No le preguntan si quiere. Nunca le preguntan. Pero esta vez es diferente: esta vez no se trata de un vestido nuevo o de una lección de protocolo. Esta vez su familia está entregando su vida a cambio del control de una ruta comercial.
Su madre la ama, de eso Zephyra nunca dudó, pero el amor de los Venthorn siempre viene con una factura: sonrisas en los momentos correctos, silencio cuando hay que callar, y la certeza de que su vida nunca ha sido suya.
El día de la ceremonia, con el vestido que su madre eligió y quinientos invitados mirando, Zephyra hace algo que nadie espera: Huye.
Sin plan, sin equipaje, solo con un reproductor de música muerto que un viejo nigromante le regaló cuando era niña, un libro que habla de un joven que lo abandonó todo para buscar algo que no sabía nombrar, y la brújula que el mayordomo le ha dado a escondidas, marcando una ruta que ningún mapa de su familia registra.
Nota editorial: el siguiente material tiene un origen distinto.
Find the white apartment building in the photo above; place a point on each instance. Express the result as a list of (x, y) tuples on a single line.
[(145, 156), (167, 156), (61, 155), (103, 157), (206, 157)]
A sus espaldas, la voz de su madre: <<¿Qué te hicimos para que nos hagas esto?>>
Y la respuesta honesta: <<nada, solo nunca me preguntaron nada>> es demasiado complicada para gritarla en mitad de un escape, y demasiado dolorosa para pensarla mientras las luces del Gran Salón se vuelven puntos diminutos entre la tormenta.
Zephyra no sabe adónde va. No sabe si va a sobrevivir. Solo sabe que no va a volver.
No esa noche.
El amor y el daño pueden venir de la misma fuente y es saludable cortar lazos con quien te lastima, aunque sea tu propia familia.